Judicial Career
Richard Blackburn left academic life and was appointed a judge of the Supreme Court of the Northern Territory in 1966. During this time, he became President of the Arts Council of the Northern Territory. It was during his judicial life in the Northern Territory that he decided the first significant case concerning Aboriginal Land Rights in Australia. This was the case of Milirrpum v. Nabalco in which important issues of aboriginal land rights were canvassed. In that case he held that the communal system in which Australian Aborigines had lived could be called a “government of law, and not of men”, accepting that was a system of law predating British settlement. However, he ruled that the British common law did not recognize communal interests and in any event, those interests were extinguished by the assertion of British sovereignty over the land in question. The case led to the eventual introduction of the Aboriginal Land Rights Act 1976.
In May 1971 he was appointed as a judge of the Supreme Court of the Australian Capital Territory. In that same year, he was also appointed a judge of the Federal Court of Australia in 1977 on that court's establishment and served as a judge in that latter court until 1984. He was appointed chief judge of Supreme Court on 7 November 1977. He was appointed chief justice on 7 May 1982 when that position replaced the former position of chief judge.
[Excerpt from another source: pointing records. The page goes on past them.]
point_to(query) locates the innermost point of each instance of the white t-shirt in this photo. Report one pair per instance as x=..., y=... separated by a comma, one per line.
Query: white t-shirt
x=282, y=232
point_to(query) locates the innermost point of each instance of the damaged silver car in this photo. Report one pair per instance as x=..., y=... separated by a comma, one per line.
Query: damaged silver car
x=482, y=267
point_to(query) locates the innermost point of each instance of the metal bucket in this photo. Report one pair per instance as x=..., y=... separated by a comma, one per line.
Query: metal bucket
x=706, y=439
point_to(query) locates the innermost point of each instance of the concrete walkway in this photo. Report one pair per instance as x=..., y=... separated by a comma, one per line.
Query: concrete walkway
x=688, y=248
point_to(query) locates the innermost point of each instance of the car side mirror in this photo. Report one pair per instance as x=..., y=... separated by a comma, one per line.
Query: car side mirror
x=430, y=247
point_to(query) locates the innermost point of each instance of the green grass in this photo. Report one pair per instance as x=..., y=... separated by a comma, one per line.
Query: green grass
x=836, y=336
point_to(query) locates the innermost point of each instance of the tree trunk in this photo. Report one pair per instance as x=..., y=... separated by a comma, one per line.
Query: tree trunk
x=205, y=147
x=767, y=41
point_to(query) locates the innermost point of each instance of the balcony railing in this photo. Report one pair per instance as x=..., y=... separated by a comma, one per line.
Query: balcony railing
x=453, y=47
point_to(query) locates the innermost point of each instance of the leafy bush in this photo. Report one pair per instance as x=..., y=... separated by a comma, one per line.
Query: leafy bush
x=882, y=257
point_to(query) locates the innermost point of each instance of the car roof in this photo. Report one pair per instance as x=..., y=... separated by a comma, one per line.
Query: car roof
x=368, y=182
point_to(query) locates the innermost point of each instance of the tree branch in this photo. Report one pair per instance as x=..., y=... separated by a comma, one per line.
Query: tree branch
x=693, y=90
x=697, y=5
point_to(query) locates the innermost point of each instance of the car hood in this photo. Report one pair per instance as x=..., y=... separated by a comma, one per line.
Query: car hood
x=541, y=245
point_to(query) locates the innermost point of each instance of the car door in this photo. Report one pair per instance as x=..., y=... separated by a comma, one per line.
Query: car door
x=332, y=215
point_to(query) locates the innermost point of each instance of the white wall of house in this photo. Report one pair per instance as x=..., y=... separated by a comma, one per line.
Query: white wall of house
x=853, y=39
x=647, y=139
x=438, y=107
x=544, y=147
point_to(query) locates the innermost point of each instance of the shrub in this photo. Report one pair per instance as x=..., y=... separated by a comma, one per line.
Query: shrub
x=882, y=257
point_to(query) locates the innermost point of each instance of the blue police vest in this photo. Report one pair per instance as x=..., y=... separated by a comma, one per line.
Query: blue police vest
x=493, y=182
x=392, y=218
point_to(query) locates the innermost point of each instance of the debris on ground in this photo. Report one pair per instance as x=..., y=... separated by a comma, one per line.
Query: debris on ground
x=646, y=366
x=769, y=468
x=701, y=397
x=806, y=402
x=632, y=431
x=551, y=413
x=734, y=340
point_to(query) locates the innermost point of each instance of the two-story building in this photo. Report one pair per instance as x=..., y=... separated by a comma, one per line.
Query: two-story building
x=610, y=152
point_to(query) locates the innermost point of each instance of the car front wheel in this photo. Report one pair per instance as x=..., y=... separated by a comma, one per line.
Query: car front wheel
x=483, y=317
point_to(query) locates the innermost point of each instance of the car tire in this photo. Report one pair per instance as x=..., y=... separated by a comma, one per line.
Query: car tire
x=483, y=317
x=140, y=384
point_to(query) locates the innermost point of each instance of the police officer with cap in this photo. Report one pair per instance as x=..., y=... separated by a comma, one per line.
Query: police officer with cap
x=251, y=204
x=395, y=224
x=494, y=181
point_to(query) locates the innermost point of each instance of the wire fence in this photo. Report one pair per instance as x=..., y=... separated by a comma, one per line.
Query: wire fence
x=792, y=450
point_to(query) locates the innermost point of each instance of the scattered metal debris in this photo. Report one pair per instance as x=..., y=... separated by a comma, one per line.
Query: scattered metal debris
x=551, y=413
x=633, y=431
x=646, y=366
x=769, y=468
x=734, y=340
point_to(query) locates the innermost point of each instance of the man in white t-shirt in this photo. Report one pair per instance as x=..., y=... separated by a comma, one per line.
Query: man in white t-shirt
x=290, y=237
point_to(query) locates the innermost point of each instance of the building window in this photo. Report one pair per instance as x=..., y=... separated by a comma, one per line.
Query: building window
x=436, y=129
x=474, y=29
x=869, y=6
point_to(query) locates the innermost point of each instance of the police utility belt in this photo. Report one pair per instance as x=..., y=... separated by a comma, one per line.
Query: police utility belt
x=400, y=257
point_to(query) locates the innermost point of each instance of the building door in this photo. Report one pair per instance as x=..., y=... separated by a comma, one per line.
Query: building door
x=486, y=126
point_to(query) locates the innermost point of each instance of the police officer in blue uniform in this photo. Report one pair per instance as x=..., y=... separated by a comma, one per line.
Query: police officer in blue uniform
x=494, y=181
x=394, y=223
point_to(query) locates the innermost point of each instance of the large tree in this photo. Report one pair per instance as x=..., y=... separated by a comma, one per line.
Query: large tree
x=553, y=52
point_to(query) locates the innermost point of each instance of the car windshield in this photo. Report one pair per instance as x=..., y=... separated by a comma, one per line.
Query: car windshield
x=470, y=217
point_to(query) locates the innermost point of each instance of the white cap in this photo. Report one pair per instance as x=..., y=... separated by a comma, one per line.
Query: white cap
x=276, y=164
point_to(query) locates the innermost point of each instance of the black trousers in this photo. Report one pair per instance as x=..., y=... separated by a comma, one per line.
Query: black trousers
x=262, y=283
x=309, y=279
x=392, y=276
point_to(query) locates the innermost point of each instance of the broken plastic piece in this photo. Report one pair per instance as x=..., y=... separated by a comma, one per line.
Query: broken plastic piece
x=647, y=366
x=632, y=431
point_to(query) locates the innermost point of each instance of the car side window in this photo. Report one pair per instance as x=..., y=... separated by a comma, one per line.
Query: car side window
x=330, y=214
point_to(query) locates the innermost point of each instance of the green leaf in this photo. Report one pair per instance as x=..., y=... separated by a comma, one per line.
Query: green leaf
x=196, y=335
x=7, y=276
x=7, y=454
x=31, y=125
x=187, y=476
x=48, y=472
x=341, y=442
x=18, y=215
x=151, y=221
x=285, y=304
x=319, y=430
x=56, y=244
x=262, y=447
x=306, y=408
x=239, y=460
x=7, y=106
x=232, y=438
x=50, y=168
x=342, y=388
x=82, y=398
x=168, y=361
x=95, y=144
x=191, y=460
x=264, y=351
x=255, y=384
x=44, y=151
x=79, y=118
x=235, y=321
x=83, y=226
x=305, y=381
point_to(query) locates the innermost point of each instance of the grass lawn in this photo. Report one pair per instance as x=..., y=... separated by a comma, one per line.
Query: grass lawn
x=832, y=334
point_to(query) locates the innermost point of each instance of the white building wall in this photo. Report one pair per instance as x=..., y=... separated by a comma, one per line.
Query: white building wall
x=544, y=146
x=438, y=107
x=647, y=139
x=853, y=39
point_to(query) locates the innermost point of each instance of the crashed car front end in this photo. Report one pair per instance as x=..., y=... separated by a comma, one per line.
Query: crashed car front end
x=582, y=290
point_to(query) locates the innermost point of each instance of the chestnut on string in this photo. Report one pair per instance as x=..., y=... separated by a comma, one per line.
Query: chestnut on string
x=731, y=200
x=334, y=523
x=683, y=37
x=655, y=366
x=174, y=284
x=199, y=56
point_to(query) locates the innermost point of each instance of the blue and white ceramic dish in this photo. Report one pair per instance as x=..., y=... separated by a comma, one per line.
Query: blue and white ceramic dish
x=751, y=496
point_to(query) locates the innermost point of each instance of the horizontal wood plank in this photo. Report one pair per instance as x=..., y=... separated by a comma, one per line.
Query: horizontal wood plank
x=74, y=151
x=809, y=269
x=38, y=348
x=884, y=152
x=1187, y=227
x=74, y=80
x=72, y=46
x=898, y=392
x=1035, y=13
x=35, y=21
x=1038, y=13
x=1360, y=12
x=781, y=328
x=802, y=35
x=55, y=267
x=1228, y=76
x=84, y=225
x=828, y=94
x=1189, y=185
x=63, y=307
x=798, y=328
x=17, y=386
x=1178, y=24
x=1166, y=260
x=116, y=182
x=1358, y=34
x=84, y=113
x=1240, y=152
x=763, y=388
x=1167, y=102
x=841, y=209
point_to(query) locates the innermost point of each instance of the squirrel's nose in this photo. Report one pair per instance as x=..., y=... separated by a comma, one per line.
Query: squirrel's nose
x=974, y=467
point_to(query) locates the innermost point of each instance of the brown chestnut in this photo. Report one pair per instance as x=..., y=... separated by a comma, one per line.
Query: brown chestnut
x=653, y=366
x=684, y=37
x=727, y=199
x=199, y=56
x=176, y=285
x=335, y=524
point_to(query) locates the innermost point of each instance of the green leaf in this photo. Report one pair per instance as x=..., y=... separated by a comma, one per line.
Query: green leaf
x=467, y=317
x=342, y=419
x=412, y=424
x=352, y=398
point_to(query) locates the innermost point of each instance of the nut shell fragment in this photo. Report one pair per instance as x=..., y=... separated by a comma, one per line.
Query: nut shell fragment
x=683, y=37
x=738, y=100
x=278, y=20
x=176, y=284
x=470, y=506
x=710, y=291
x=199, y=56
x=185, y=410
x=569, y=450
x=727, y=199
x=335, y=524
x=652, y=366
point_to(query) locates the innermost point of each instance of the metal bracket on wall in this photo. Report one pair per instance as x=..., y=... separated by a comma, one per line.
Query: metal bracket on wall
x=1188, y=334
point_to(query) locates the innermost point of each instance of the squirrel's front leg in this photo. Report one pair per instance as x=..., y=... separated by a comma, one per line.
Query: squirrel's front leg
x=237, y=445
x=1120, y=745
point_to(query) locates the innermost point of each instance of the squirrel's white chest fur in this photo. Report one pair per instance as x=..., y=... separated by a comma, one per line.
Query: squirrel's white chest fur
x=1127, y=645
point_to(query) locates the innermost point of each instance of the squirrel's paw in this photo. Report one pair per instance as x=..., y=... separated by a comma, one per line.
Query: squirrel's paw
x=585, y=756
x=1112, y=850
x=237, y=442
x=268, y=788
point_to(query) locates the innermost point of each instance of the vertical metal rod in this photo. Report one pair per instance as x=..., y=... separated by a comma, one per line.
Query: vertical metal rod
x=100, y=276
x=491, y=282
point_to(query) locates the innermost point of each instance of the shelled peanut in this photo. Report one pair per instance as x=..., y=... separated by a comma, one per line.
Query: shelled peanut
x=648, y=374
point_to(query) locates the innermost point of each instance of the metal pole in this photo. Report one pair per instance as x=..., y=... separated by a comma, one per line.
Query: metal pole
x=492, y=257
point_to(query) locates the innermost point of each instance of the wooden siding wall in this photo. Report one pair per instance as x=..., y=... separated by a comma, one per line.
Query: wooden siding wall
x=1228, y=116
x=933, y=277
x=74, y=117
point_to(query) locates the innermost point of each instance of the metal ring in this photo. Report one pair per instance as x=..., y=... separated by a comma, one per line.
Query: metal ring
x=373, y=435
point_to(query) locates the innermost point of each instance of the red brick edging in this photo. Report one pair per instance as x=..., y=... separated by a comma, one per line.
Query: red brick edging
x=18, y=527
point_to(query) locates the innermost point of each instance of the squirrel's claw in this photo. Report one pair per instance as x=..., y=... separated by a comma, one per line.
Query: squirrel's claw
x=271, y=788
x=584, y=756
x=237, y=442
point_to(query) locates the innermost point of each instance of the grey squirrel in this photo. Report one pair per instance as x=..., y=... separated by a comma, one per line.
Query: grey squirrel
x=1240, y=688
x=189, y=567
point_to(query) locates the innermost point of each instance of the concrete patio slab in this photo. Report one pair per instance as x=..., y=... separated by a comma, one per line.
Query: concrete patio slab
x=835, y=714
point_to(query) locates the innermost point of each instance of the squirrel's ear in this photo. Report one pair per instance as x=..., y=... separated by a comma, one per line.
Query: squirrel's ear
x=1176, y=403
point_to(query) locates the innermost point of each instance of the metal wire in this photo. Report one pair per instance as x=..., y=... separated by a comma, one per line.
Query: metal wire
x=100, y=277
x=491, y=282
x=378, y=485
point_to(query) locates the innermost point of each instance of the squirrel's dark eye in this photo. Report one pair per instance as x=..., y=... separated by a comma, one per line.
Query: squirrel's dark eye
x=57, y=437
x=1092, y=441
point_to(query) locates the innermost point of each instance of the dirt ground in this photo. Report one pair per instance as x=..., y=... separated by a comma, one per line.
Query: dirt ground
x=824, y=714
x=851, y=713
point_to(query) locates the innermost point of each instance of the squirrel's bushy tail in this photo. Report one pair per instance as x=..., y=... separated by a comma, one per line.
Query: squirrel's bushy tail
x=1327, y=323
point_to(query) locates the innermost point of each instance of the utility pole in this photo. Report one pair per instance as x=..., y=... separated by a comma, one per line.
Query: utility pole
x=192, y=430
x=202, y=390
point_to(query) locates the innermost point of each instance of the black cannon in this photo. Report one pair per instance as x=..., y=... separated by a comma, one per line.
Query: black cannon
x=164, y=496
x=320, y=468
He was the chairperson of the Law Reform Commission of the Australian Capital Territory from 1971 to 1976. In 1979, Blackburn authored a biographical entry in the Australian Dictionary of Biography about his father. In keeping with Blackburn's nature of not seeking honours, he failed to note in the entry that he had himself gone on to become a distinguished judge.
He was Patron of the St John Council for Australian Capital Territory from 1981 to 1984. In 1981, he became a Commander of the Order of St John of Jerusalem in honour of his service.
He was knighted in the New Year's Honours of 1983 for his services to the law. He became Chancellor of the Australian National University in 1984.